Colton era um estudante reprovado de medicina que vivia da ciência popular. O admirável desejo de aprender e a falta do que fazer em casa, à noite, que não fosse ouvir ou tocar piano, fazia com que esse tipo de palestra fosse muito popular, especialmente quando acompanhada por lampejos elétricos, explosões químicas e odores desagradáveis convincentes.

O óxido nitroso foi criado em 1772 por Joseph Priestley (1733—1804). Ele era um ministro presbiteriano, constrangedor e ímpio, eram Birmingham, e seu livro, História da Corrupção do Cristianismo, foi queimado pelo carrasco em Dort, em 1785. Filho de um comerciante de tecidos de Yorkshire, sem nenhuma educação científica, Priestley tornou se o “pai da química moderna… Que jamais reconheceu sua filha”(porque apegou—se cegamente à teoria deque a matéria continha um misterioso flogiston, o material do fogo).
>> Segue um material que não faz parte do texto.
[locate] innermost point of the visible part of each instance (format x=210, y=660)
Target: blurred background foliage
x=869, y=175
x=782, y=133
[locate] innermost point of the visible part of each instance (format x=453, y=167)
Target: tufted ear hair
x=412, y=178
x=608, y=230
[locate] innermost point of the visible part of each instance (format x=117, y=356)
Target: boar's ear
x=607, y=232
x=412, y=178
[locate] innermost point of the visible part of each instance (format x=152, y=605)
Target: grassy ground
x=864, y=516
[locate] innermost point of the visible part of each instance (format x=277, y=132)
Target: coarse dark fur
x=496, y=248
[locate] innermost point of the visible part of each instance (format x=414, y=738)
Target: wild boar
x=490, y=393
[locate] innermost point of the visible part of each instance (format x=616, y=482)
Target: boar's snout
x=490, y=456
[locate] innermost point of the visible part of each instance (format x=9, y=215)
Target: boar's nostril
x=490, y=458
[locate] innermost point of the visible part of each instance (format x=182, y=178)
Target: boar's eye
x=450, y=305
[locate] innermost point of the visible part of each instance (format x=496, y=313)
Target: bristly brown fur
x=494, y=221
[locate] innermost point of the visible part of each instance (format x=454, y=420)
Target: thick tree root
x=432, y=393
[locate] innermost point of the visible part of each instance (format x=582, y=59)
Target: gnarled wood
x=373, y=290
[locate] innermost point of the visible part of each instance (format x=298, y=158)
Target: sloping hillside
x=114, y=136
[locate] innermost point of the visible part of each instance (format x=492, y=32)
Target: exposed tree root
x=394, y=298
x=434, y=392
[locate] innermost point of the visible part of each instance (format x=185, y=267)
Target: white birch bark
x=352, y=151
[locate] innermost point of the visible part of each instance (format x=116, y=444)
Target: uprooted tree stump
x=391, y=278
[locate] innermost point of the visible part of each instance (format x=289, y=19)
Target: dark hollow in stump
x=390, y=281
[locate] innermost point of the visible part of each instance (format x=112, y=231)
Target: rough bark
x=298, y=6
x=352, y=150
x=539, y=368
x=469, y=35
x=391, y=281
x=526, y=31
Quando Priestley aceitou o convite para jantar, em julho de 1791, para comemorar a importância da Queda da Bastilha para Birmingham, um bando de desordeiros invadiu sua casa, destruiu seus papéis e seus aparelhos. Ele se mudou para Londres para ser o pregador matinal em Gravel Pit, Hackney, onde suas opiniões sobre a bíblia não foram bem recebidas,e então emigrou para a Pensilvânia. Um ano antes de descobrir o óxido nitroso, Priestley havia extraído o oxigênio puro da atmosfera, que misteriosamente aumentava a claridade do fogo das velas e alongava o tempo de vida dos ratos. Ele inventou a água gasosa.

Sir Humphrey Davi (1778—1829) gostava de inalar óxido nitroso para curar suas dores de cabeça. “Uma sensação agradável… ideais vívidas passam rápidas pela mente, e o controle dos movimentos é completamente destruído, fazendo cair dos meus lábios abertos a máscara do gás”. Um nativo do Leste, Davy, foi o descobridor do K (potássio), Na (sódio), Ba (bário), Sr (estrôncio), Ca (cálcio), Mg (magnésio) e Cl (cloro), e era.com professor educado que dirigia o elegante Instituto Pneumático, perto de Bristol. Ele inventou a lâmpada dos mineiros.

Davy achou que o óxido nitroso podia ser útil para operações cirúrgicas. Porém, apesar de ter segurado os membros dos pacientes e ouvido seus gritos quando era um jovem aprendiz de cirurgião em Pezance, não fez nada a respeito. Limitou—se a borrifar o óxido nitroso em Robert Southey, Samuel Taylor Coleridge e Roget do Thesaurus, que o aspirava entre goles de champanhe e dizia que o fazia sentir-se como o som de uma harpa.

O pôster de Quincy Colton, em Hartford, citava tentadoramente Southey (poeta):a atmosfera do mais alto de todos os céus possíveis deve ser composta desse gás.” Ele fazia a pessoa “rir, cantar, dançar, falar ou brigar etc., de acordo com o traço predominante do seu caráter”. É sempre divertido ver as pessoas agindo como tolas. Oito homens fortes sentavam na primeira fila, para proteger o público do frenesi dos doze jovens que se ofereciam para inalar o gás da bolsa de borracha e que, como uma precaução contra a vulgaridade, deviam ser todos cavalheiros extremamente respeitáveis.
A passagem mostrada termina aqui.